Our study has some potential limitations. First, the magnitude of the basal stimulatory effect of NA in the presence of RS 79948 (i.e., in the absence of inhibitors or blockers) appeared to differ across some experimental groups (e.g., Figures 1 vs. Figure 4). However, no changes in experimental conditions could account for this discrepancy. Notably, in most groups, the effect of NA in the presence of RS 79948 was compared to the control NA response recorded in the same neuron, minimizing the impact of this variability on the overall conclusions. Second, consistent with previous studies, only male rats were used in this investigation. Future experiments should aim to characterize α₁AR-mediated effects in female rats to assess potential sex-dependent differences.

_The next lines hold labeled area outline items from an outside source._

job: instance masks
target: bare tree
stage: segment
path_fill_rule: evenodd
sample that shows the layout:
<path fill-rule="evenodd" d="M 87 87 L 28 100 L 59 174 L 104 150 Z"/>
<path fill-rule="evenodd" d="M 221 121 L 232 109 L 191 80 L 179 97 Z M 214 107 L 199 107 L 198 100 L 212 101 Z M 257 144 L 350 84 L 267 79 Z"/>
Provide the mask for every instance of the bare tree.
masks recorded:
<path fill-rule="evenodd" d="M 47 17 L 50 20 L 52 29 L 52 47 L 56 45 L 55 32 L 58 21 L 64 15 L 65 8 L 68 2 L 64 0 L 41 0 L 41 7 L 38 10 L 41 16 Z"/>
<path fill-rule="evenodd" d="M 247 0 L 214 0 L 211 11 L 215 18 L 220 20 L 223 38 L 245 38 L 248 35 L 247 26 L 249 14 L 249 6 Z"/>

α₁AR is involved in several CNS functions and pathologies such as behavioral activity and depression (Stone et al., 2007), pain modulation (Kingery et al., 2002; Nakatsuka et al., 2022), reward processes (Lin et al., 2007), psychostimulant-induced locomotor hyperactivity (Drouin et al., 2002), or neurodegenerative disorders. Some of these have been shown to be related to the LC. In this line, an increase in the neuronal activity induced by the activation of α₁-AR has also been reported in other brain regions, such as in the prefrontal cortex (Datta et al., 2019), the paraventricular nucleus of the hypothalamus (Chen et al., 2006), or the interneurons of the layer CA1 of the hippocampus (Hillman et al., 2009). In the latter case, this activation leads to a decrease in the activity of pyramidal neurons and to an antiepileptic effect. Previous studies have revealed a role of α₂AR in the regulation of the activity of LC neuron (Aghajanian and VanderMaelen, 1982; Pineda et al., 1997) in the adult rat brain, but the function of α₁AR was thought to be reduced during development. Our results reveal a functional importance of α₁AR in the adult rat LC. The α₁AR can be activated by adrenergic agonists NA and PE (after α₂AR blockade) or by α₁AR agonist cirazoline, stimulating the FR of LC neurons. The stimulatory effect induced by NA would occur through a signaling pathway that involves G_i/o proteins and TRPC5/TRPM7 channels. More studies will be required to describe in detail the mechanisms involved in the α₁AR stimulatory effect and the functional role of this receptor in female rats, but our results suggest that the α₁AR receptor in the adult male rat LC could constitute a target in the treatment of several disorders of the CNS.